In Österreich ist sie noch nicht üblich: Sexualbegleitung für Menschen mit schweren geistigen Behinderungen
Das Liebesleben behinderter Menschen ist ein Tabuthema.
Aufzählung Begleiter wollen helfen, dürfen aber nicht.
Sexualität bei Menschen mit schweren Behinderungen ist noch immer ein Tabu. Eigentlich mehr als das: "Sexualität bei Behinderung wird als gar nicht vorhanden wahrgenommen" meint Otto Lambauer, zuständig für die Behindertenarbeit der Caritas.
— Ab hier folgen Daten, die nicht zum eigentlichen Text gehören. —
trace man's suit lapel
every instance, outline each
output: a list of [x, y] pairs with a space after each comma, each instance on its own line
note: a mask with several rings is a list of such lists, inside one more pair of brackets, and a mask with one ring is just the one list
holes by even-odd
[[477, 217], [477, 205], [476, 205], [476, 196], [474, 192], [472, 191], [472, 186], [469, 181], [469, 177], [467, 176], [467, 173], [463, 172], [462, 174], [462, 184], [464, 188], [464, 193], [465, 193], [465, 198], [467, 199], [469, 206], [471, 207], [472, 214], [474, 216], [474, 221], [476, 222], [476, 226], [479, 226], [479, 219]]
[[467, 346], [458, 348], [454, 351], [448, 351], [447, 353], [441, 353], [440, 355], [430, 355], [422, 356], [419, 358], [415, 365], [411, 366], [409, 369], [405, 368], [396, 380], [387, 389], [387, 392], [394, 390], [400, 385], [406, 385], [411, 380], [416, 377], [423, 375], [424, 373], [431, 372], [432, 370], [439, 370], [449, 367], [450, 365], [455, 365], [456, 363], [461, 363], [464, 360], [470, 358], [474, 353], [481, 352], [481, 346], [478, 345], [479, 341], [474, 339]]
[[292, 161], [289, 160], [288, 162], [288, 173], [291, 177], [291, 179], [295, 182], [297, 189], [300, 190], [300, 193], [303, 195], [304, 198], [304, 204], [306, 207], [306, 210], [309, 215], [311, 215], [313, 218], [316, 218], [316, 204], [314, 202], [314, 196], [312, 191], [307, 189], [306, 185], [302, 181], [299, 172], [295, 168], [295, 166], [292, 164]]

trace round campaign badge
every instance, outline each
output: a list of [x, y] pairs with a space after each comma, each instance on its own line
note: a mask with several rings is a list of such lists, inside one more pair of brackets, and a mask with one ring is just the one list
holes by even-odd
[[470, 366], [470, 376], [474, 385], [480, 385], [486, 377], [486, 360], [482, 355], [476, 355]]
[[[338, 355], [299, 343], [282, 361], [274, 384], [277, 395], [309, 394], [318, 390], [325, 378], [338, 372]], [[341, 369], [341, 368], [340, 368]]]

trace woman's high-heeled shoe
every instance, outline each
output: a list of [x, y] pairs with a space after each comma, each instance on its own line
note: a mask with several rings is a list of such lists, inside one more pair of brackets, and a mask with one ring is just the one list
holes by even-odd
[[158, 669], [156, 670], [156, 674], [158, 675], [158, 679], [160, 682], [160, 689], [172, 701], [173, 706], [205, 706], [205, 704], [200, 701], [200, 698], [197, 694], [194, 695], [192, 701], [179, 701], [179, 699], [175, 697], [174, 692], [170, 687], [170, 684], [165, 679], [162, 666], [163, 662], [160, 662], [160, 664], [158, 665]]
Aber auch Menschen mit schwerer geistiger Behinderung haben das Bedürfnis nach Nähe und Sexualität.
In Deutschland und der Schweiz gibt es daher die sogenannte
"Sexualassistenz" oder "Sexualbegleitung", die Menschen mit schweren Einschränkungen zu einem selbstbestimmten Sexualleben verhelfen möchte. Sexualassistenz kann sowohl Hautkontakt, Streicheln, das Berühren des Intimbereichs – bis zum Orgasmus oder Geschlechtsverkehr – umfassen. Die Sexualassistenten begreifen sich als Dienstleister und nicht als Beziehungsersatz.
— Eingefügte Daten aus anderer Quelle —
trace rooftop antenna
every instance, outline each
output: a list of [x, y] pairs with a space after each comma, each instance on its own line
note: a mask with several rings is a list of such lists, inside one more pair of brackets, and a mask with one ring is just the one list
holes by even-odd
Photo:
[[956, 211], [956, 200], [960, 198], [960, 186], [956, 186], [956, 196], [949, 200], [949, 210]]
In Österreich fällt Sexualassistenz unter das Prostitutionsgesetz. Sie gilt als Zuführung zur Prostitution, da es sich um die "gewerbsmäßige Vornahme einer sexuellen Handlung" oder "die gewerbsmäßige Duldung sexueller Handlungen am eigenen Körper" handelt. Die Prostitutionsgesetze sind Landessache, aber ähneln einander inhaltlich. Rechtlich gesehen gelten das Berühren der weiblichen Brust, der Geschlechtsteile oder erotische Massagen als Prostitution. Wird solch ein Angebot zwei bis dreimal im Monat angenommen, fällt das bereits unter erwerbsmäßige Prostitution. Die ist nur registrierten Prostituierten erlaubt.
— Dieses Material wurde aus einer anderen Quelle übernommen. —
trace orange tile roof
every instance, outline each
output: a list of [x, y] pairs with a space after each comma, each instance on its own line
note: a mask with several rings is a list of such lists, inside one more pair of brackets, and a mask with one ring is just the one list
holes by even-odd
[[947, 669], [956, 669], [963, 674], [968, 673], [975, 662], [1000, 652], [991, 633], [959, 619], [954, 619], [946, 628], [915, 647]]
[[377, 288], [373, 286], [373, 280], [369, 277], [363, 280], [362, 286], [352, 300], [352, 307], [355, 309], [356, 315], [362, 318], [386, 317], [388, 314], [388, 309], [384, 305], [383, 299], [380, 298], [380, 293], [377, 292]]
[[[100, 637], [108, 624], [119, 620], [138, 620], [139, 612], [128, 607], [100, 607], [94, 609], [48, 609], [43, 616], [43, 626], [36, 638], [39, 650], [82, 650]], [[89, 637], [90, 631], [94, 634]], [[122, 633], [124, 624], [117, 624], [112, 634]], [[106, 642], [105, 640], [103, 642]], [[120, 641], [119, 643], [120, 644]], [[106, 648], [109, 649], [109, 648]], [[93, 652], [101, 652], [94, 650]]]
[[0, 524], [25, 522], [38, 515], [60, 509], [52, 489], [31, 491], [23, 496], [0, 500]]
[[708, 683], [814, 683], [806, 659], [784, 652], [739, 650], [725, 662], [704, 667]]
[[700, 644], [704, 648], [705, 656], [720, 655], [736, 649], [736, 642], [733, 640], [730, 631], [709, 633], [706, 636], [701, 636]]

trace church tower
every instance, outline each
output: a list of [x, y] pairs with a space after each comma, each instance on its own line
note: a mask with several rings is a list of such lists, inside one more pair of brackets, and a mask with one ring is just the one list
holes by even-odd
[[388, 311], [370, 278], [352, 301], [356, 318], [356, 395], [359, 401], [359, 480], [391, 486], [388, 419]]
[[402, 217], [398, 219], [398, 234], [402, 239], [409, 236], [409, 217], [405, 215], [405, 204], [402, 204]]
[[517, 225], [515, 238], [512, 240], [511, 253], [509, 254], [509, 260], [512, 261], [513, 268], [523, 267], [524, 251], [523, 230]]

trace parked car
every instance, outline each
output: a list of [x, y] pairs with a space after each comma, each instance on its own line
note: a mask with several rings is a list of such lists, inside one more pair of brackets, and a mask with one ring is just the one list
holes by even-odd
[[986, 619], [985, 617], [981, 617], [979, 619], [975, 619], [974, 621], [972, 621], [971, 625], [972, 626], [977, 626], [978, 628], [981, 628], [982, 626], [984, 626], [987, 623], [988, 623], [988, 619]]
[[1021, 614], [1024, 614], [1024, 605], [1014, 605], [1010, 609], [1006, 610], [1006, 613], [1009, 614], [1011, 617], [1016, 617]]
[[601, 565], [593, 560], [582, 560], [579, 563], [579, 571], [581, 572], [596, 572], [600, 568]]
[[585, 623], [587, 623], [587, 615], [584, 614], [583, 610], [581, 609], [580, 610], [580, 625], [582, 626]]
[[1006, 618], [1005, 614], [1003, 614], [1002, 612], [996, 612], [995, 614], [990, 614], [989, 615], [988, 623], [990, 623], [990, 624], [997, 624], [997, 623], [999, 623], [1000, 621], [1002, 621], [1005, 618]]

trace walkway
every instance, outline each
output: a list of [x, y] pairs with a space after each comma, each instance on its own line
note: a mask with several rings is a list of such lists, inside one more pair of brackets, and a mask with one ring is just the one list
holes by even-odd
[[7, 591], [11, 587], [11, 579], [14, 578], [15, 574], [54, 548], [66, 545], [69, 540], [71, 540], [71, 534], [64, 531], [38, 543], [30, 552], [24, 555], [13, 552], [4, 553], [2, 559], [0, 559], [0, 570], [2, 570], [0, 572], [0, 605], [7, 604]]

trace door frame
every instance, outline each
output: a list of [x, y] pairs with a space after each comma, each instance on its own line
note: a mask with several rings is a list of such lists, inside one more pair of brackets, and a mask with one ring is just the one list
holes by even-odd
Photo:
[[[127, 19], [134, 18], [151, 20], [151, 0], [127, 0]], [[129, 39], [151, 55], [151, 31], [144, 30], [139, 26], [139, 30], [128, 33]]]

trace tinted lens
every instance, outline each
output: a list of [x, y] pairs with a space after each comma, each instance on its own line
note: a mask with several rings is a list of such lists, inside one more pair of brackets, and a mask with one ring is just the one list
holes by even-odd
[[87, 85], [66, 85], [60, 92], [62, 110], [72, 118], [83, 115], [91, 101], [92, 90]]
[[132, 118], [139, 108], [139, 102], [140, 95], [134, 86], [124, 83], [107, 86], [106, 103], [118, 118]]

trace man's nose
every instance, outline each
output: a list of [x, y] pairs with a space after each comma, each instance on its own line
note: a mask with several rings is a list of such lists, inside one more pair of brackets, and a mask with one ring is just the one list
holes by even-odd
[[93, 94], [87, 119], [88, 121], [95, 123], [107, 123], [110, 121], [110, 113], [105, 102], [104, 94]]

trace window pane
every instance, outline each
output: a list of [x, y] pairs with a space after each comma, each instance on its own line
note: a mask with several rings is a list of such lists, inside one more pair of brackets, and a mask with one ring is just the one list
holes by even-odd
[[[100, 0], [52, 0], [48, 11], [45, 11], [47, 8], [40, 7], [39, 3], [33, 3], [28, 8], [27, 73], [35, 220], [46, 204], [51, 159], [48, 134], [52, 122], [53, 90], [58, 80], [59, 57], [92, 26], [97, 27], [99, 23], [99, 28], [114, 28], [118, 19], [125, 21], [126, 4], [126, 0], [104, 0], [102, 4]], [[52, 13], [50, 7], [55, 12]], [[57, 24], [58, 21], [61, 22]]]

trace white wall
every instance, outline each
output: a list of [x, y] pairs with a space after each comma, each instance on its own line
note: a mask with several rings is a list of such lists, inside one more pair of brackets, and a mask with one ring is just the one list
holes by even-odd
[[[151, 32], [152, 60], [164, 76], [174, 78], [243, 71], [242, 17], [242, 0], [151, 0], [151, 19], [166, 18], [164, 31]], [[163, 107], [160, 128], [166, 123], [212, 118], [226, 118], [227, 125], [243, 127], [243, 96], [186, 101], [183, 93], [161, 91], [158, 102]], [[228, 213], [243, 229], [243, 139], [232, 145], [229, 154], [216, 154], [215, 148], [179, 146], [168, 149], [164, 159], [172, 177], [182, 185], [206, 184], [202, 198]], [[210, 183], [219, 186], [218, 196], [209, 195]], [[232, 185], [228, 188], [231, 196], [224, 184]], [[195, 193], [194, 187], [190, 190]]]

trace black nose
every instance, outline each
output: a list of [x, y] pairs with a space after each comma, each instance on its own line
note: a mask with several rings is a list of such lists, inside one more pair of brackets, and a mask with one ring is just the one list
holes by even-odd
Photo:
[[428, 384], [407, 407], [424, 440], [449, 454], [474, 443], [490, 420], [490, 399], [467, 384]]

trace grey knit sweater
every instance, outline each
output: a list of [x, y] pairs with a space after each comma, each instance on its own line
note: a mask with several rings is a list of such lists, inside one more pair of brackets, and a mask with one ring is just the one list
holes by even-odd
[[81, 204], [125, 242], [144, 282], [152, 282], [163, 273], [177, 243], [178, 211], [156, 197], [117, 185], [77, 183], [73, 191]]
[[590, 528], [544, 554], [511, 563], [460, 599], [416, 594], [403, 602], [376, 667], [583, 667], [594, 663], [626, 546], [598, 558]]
Einen Vorstoß in Richtung Gesetzesänderung für Sexualassistenz hat nun der soziale Dienstleister "Alpha Nova" in der Steiermark unternommen. Margit Schmiedbauer, Initiatorin des Projektes "Libida" fordert neue rechtliche Rahmenbedingungen, die Sexualassistenten ihre Arbeit ermöglichen sollen. Auch Geschlechtsverkehr im Rahmen einer Sexualbegleitung für behinderte Menschen soll möglich werden. Die Kosten würden sich auf 70 Euro pro Stunde belaufen.
Eine "reine Dienstleistung"?
Im Laufe des letzen Jahres hätten sich laut Schmiedbauer zahlreiche Interessenten gemeldet, die sich zum Sexualassistenten ausbilden lassen würden. Derzeit müssten diese sich als Prostituierte registrieren, was mit kostenpflichtigen wöchentlichen Untersuchungen verbunden wäre. "Das ist nicht zumutbar" meint Schmiedbauer. Sie betont außerdem, dass die Sexualbegleitung ausschließlich für Menschen angeboten würde, die in der Lage sind – auch nonverbal – ganz klar zu signalisieren, dass sie solch eine Dienstleistung brauchen und wollen. Meist wird der Kontakt ja über Dritte hergestellt, etwa Eltern oder Betreuer, wenn es zu Auffälligkeiten wie Übergriffen von Behinderten auf andere gekommen ist.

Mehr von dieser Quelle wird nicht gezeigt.